If you just want to present to an external screen or projector with LibreOffice Impress there is nothing you need to do. Impress will render your presentation just fine on the external display.

If you want to work on the external screen or present using a web application such as Office 365 you need to undo the HiDPI fixes, log out and then log back in (and accept the fact that your laptop screen displays everything tiny). This means that first you need to run the KDE Displays system settings module and set Scale Screen back to 1. Then you need to edit the ~/.profile file and comment out (place a # in front of) the lines you added in the “Fix HiDPI in KDE” section of this article. Finally log out, log back in and both screens will have reverted to low DPI mode. If you only need to work on the external monitor, e.g. when using an external display, keyboard and mouse, you can use the WIN-P keyboard shortcut until the display output is only shown on the external display.

Do note that this is not a problem with the Surface Book per se but the way HiDPI support works in Linux. In theory you should be able to edit the .profile file and replace QT_AUTO_SCREEN_SCALE_FACTOR with QT_SCREEN_SCALE_FACTORS to have different scale factors per screen. Or you could use none of that and use xrdb to set the DPI per screen.

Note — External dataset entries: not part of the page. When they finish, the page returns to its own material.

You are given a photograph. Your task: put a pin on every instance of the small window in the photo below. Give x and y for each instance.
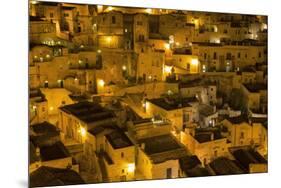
(113, 20)
(215, 55)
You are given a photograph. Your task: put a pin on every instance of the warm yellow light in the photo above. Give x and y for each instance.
(33, 2)
(167, 46)
(131, 167)
(108, 39)
(82, 131)
(148, 10)
(194, 61)
(168, 69)
(110, 8)
(101, 83)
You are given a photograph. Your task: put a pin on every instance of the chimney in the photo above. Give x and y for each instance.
(143, 146)
(212, 136)
(37, 151)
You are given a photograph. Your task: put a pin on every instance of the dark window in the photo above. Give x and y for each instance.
(113, 20)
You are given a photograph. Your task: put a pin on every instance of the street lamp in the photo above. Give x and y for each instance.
(131, 167)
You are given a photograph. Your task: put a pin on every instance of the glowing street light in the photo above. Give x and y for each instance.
(194, 62)
(168, 69)
(124, 67)
(148, 10)
(101, 83)
(131, 167)
(110, 8)
(82, 131)
(167, 46)
(108, 39)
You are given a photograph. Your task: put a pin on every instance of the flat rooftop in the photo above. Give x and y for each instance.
(159, 144)
(237, 120)
(53, 152)
(118, 139)
(88, 112)
(225, 166)
(206, 110)
(44, 128)
(245, 157)
(189, 162)
(48, 176)
(207, 134)
(255, 88)
(172, 103)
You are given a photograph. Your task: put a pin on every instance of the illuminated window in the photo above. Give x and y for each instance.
(215, 55)
(113, 20)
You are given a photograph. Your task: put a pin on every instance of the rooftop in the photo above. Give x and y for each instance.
(254, 88)
(162, 148)
(118, 139)
(206, 110)
(237, 120)
(88, 112)
(53, 152)
(47, 176)
(172, 103)
(225, 166)
(197, 172)
(44, 134)
(35, 18)
(189, 162)
(97, 130)
(44, 128)
(245, 157)
(207, 134)
(159, 144)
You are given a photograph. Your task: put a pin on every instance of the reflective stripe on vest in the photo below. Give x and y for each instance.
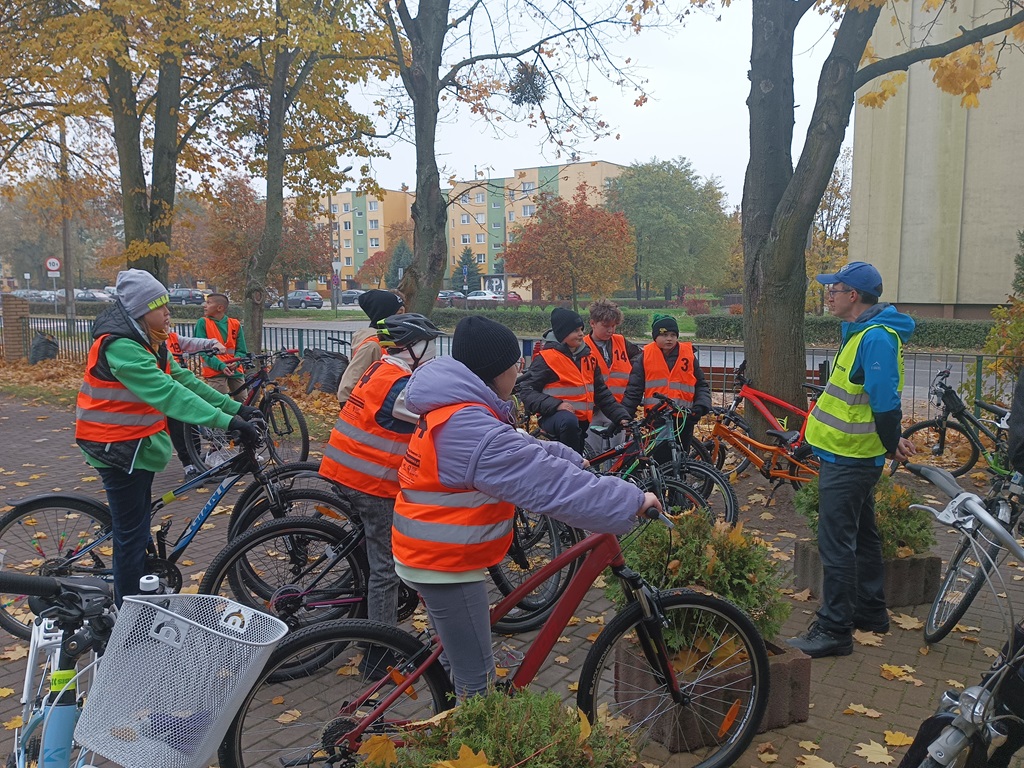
(231, 342)
(679, 384)
(441, 528)
(573, 385)
(616, 376)
(361, 454)
(109, 412)
(842, 421)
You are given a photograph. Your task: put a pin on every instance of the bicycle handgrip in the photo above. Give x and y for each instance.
(22, 584)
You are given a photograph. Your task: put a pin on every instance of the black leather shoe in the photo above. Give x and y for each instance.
(818, 642)
(879, 626)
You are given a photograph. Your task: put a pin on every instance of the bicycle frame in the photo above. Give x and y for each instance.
(598, 552)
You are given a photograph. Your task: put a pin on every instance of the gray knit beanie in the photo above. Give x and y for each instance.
(139, 292)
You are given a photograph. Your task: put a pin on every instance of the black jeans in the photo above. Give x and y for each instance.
(128, 498)
(850, 547)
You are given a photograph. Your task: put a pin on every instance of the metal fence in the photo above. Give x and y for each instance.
(75, 338)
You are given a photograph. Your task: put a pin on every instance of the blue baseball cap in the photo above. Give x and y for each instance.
(858, 274)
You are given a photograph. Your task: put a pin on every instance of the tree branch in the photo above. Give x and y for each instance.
(902, 61)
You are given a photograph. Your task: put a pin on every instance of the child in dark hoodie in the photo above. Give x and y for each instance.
(564, 383)
(466, 470)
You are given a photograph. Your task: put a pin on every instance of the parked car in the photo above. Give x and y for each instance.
(303, 299)
(184, 296)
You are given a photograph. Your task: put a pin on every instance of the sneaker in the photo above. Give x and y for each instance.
(818, 642)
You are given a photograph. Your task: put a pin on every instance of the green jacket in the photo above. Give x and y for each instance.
(214, 363)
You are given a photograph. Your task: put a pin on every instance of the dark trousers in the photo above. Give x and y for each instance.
(128, 498)
(566, 428)
(850, 547)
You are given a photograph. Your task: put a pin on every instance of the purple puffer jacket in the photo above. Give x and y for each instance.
(477, 451)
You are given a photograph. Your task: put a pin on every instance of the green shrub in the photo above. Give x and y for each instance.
(523, 729)
(903, 530)
(720, 558)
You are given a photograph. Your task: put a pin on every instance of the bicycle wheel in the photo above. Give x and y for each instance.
(42, 537)
(294, 503)
(712, 484)
(322, 682)
(963, 580)
(721, 667)
(944, 444)
(536, 541)
(301, 569)
(287, 428)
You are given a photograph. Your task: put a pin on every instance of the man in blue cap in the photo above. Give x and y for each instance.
(854, 426)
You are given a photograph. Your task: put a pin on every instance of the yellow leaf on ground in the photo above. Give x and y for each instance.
(379, 751)
(872, 752)
(898, 738)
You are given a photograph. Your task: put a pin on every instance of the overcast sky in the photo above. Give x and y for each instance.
(697, 109)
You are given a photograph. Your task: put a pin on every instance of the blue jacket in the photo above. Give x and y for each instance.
(477, 451)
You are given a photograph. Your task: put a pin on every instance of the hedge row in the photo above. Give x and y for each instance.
(931, 332)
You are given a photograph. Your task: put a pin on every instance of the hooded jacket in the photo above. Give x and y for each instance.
(127, 356)
(476, 451)
(539, 375)
(877, 368)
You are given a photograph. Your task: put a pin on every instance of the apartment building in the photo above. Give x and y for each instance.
(359, 226)
(484, 212)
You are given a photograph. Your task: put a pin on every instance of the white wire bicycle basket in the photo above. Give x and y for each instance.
(174, 673)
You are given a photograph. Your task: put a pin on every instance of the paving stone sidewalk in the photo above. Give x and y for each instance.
(37, 455)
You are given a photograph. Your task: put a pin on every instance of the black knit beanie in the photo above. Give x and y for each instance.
(485, 347)
(664, 324)
(564, 322)
(379, 304)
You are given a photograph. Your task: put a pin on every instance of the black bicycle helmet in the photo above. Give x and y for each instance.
(406, 330)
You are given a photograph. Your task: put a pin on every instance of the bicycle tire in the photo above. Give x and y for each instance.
(294, 503)
(28, 530)
(286, 476)
(944, 444)
(723, 669)
(302, 677)
(287, 430)
(961, 583)
(300, 569)
(537, 540)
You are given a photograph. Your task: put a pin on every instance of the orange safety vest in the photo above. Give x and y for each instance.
(231, 342)
(679, 384)
(109, 412)
(574, 385)
(363, 455)
(174, 347)
(441, 528)
(616, 376)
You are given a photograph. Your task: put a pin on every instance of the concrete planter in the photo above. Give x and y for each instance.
(788, 698)
(908, 581)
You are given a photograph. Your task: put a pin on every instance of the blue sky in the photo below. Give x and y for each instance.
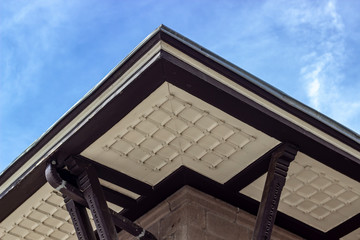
(53, 52)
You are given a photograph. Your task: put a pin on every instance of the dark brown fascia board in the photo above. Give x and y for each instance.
(260, 87)
(109, 79)
(235, 104)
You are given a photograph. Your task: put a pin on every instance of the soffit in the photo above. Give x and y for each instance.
(172, 128)
(42, 216)
(314, 193)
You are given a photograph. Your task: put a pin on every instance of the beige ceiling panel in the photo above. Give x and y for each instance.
(172, 128)
(314, 193)
(355, 235)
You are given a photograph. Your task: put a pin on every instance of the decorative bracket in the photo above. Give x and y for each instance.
(90, 195)
(274, 184)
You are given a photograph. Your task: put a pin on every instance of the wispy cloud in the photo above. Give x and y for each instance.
(319, 28)
(27, 31)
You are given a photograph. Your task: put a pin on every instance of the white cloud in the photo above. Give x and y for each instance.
(319, 29)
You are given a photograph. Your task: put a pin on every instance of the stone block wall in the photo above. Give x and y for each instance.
(191, 214)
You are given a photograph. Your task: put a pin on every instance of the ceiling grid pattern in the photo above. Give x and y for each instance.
(46, 219)
(317, 194)
(178, 129)
(166, 132)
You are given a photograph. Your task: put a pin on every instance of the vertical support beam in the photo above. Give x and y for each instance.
(274, 184)
(90, 186)
(80, 220)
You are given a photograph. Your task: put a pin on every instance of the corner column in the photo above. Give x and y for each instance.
(274, 184)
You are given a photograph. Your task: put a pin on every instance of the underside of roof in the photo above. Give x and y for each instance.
(174, 114)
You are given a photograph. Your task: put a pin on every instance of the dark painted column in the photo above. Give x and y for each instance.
(80, 220)
(95, 199)
(274, 184)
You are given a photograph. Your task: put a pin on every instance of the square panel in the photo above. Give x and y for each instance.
(319, 196)
(172, 128)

That said, my use case is either using the laptop standalone or connecting it to a HiDPI screen at home. As for presentations, I've found that an iPad Pro with an Apple Pencil is the ideal platform for creating and delivering a presentation. Therefore I had no reason to pursue external monitor connections any further. You can say that I gave up some cash to preserve my sanity.

8 comments

  • Thank you very much for this in-depth guide. I've had the urge to install some kind of Linux on my SB because I'm still lacking a good Linux laptop.

    Do you think I can apply most (if not all) steps to a Lubuntu installation? I only have the 128 GB version of the SB and I need to save some disk space.
    • It should be the same for any Ubuntu flavor.

      I can tell you a couple of things I noticed. You can only hibernate, not suspend. This is not a problem for me (I use it mostly as a desktop replacement). When you detach the keyboard it thinks the power button is being pressed. You need to ignore the power button when on battery power, otherwise it will be shutting down all the time. The onboard WiFi disconnects when resuming from hibernation and won’t connect again. No solution that I’ve found. I use a USB network adapter (wired or WiFi) instead.

      Generally speaking, it’s a decent Windows laptop but I’ll probably sell it and stick to a Slimbook for using Linux on.
  • I have surface book 2. I made all steps but, when i rebooting after linux instalation, i always entering grub2. I installed elementary os on a memory card, which connected to sd card port in surface book.
    • Surface Book 2 is a completely different machine, with completely different internals. Last time I checked (a few months ago) Linux support for Surface Book 2 was not very good at all.
  • Thank you for this, I'm hanging through the steps and I'm nearing the Linux install. I have been testing a Debian/Cinnamon/stable on another laptop but wanted something better for my SB1 laptop, since File explorer fine is so small I have a hard time with it. Ran a live USB Fedora, that worked fine, but I really was wondering if the tweaks above to get most everything working would still work for Debian/Testing/KDE spin since Ubuntu is based off of Debian/testing (I believe)? Or are these kernel drivers really meant for the add-ons that Ubuntu adds to testing and would be missing in a direct Debian spin... Ideas?

    Thanks,. -Joe
    • The tweaks are mostly distribution agnostic. All the HiDPI fixes work great. Regarding the kernel, visit the GitHub page I have linked in the article, it has instructions for compiling the kernel yourself on Debian-based distros.
  • Can this procedure be made to work with Debian? I ask because right around the section "Install Linux and fix the disk encryption on the installed system", you say to go on to the next step without rebooting. The next step is to run the installer from within the live environment. However, the live installer has been removed from Debian, so it seems that the only way to do the install is to boot directly to the installer on the usb stick.